The romantic imagination of the poet reveals in a flash a world beyond this world—the world of eternity where the nightingale sings forever and ever. The song of the nightingale becomes a symbol of the universal spirit of Beauty. Pursuit of the unknown, the invisible and the infinite inspires the creation of alt the romantic poetry of the world. It is born out of the craving for the unknown; it is born out of the desire, not for a limited happiness, but for the boundless joy and loveliness. The nightingale is, for Keats, the symbol of unlimited joy and infinite happiness.
Keats’ Poetic Style
Last but not least, both in terms of diction and meters, Keats’ poetic style is romantic. Though it has classical finish, it possesses that romantic touch of suggestiveness by which “more is meant than meets the ear.” His poetry is full of such unique suggestive expressions:
Then green-robed senators of mighty woods.

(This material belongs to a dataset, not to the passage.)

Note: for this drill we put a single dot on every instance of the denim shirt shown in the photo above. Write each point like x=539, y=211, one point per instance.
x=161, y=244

How tip-top Night holds back her dark-grey hood.
My sleep had been embroidered with dreams.
Joy, whose hand is ever at his lips
The silver snarling trumpet ‘gan to chide.
Thou foster-child of Silence and Slow Time.
Keats has employed various kinds of meters and stanza-forms in his poetic works. He is one of the great sonneteers in the English language and his Odes, with their musical flow in long stanzas, stand as unique specimens of romantic poetry.
Keats as a True Romantic
But true romanticism, though it sometimes flings our imagination far into the remote and the unseen, is essentially based on truth—the truth of emotion and the truth of imagination. Keats was a true romantic—not a romantic in the hackneyed sense of dealing with the unrealities of life. He loved not merely beauty but truth as well, and not merely the world of imagination but that of reality; and he saw beauty in truth and truth in beauty. He never escaped from the realities of life in pursuit of the beautiful visions of his imagination; in fact, the visions of his imagination are based on reality. He persistently endeavored to reconcile the world of imagination with the world of reality. Therefore, Middleton Murry calls Keats “a true romantic.”
The brief span of Keats’ life fell within, what is known as the age of Romantic Revival in English Literature, and Keats fully imbibed the spirit of his age. His poetry is a fine example of highly romantic poetry; in fact, it touched almost all the aspects of romantic poetry—love for beauty, love for nature, love for the past, supernaturalism, glow for emotions, and last but not the least in importance, the revealing power of imagination.